Hoover’s placement of Brandeis on a list of people to be watched because of their political beliefs was not the last time he assumed it was appropriate for him to secretly intrude at the U.S. Supreme Court. In fact, his early interest in the esteemed Brandeis is early evidence of Hoover’s perception that he could intrude into and influence the inner works of institutions beyond his mandated responsibility, even the judiciary, the branch of government that was supposed to be the most independent. Justices of the U.S. Supreme Court and court staff members should, he thought, be willing to violate laws and their codes of ethics in order to serve his interests. In a few instances, members of the court staff and at least one justice did so.

During court appeals in the espionage cases of Ethel and Julius Rosenberg, who were executed in 1953 for conspiring to pass atomic secrets to the Soviet Union, Hoover received daily intelligence reports from inside the court, where all information exchanged that is not filed publicly is supposed to be confidential. According to a 1953 FBI memorandum, during the Rosenbergs’ appeals, the captain of the Supreme Court police “furnished immediately all information heard by his men stationed throughout the Supreme Court building. He kept special [FBI] agents advised of the arrival and departure of persons having important roles in this case.” As soon as the Rosenbergs were executed, the director authorized sending a letter of appreciation to two Supreme Court officials “for their whole-hearted cooperation in this case.”

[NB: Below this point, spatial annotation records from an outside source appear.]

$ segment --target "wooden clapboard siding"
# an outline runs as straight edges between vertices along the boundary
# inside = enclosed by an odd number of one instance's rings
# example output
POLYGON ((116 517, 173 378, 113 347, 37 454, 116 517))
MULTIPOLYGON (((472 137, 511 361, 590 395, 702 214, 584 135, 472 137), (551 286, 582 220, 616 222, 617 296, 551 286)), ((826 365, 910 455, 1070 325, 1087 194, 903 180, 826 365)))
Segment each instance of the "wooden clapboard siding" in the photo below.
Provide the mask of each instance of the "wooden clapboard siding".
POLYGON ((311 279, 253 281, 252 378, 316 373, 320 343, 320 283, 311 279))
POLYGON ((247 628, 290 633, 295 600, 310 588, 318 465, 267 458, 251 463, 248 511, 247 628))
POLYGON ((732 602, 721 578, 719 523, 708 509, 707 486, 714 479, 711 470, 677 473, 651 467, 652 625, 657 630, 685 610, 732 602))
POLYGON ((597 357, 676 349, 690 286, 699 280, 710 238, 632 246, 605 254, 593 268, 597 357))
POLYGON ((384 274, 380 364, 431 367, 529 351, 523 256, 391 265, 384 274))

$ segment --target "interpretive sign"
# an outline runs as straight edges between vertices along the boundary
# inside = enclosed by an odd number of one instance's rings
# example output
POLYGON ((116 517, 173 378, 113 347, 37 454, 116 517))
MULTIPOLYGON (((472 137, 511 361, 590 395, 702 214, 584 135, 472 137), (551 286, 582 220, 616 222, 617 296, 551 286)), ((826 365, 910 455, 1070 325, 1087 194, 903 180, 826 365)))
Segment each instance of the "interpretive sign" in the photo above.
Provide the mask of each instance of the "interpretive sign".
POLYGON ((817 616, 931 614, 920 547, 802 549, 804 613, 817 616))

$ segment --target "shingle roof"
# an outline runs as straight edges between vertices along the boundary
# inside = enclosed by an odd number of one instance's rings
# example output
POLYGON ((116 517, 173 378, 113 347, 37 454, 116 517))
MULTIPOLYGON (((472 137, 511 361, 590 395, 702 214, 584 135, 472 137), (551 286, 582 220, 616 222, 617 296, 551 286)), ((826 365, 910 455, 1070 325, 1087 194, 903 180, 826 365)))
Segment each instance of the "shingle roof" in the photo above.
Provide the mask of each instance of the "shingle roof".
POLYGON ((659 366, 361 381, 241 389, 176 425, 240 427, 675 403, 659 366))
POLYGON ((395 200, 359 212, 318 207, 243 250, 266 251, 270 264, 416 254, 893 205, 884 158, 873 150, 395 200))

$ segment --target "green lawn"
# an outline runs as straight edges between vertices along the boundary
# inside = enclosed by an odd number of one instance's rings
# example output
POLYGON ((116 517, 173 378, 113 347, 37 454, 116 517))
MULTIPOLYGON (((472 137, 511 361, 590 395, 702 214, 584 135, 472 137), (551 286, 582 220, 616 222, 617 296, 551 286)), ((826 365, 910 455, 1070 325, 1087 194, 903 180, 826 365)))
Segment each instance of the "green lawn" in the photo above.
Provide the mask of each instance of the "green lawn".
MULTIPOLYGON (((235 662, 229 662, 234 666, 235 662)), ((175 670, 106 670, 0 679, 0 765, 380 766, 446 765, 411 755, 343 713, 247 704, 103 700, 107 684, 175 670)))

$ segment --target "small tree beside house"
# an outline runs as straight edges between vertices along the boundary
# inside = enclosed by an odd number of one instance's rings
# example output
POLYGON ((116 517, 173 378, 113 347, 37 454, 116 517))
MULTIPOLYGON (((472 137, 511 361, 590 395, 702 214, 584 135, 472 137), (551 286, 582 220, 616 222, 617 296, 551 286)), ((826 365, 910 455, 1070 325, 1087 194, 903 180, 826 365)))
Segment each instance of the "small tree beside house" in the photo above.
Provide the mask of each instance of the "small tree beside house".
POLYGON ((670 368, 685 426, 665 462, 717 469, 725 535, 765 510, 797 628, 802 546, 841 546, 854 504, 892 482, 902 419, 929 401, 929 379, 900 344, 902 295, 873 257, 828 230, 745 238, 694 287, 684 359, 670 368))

A 2,076-page FBI file on the U.S. Supreme Court reveals that in addition to using Supreme Court employees as sources, the bureau investigated Hoover’s suspicions of communist influence on the court in the 1950s, a time when Earl Warren was chief justice of the court and when the court issued numerous opinions Hoover opposed. The file became public as a result of a Freedom of Information request by Alexander Charns, a Durham, North Carolina, attorney and the author of the 1992 book Cloak and Gavel: FBI Wiretaps, Bugs, Informers, and the Supreme Court.
In 1965, deputy FBI director Cartha Deloach, acting on Hoover’s behalf, secretly asked for and received direct assistance on Hoover’s behalf from Supreme Court justice Abe Fortas regarding a case then pending before the court that involved the bureau. After Fortas, in response to Hoover’s inquiry, violated a court rule that prohibits justices from discussing pending cases with anyone outside the court, Hoover wrote in a memo to Deloach that Fortas had demonstrated he was “a more honest man than I gave him credit for being.” It was a strange interpretation of honesty. Hoover said he had feared Fortas “would try to weasel out [of helping Hoover] on grounds it was improper for him as a member of the court to even discuss the matter” – as, of course, it was. To Hoover, it was more important that the justice serve Hoover’s interest than it was that he maintain the integrity required by the court.

In those early years, when Hoover was beginning his long reign over two FBIs – the FBI the public knew as its protector and defender of laws, and the secret lawless FBI the Media burglars would uncover a half century later – Brandeis became one of the people Hoover thought the bureau should watch. At the same time, another government agency that would be unveiled in the 1970s for illegally conducting domestic surveillance, the U. S. Army, also was monitoring him.

Military Intelligence agents shadowed Justice Brandeis. They did so, for instance, on a trip back from Europe in 1919. Reports based on unnamed informers questioned Justice Brandeis’s loyalty because the informers thought he favored the Soviet Union. They also tracked what they referred to as his Zionist activities.
Like hundreds of thousands of Americans who were being watched by Hoover’s FBI, it is unlikely that Justice Brandeis, who deeply revered the right to privacy and the right to dissent, realized his own rights were being trampled by Hoover and the U.S. Army.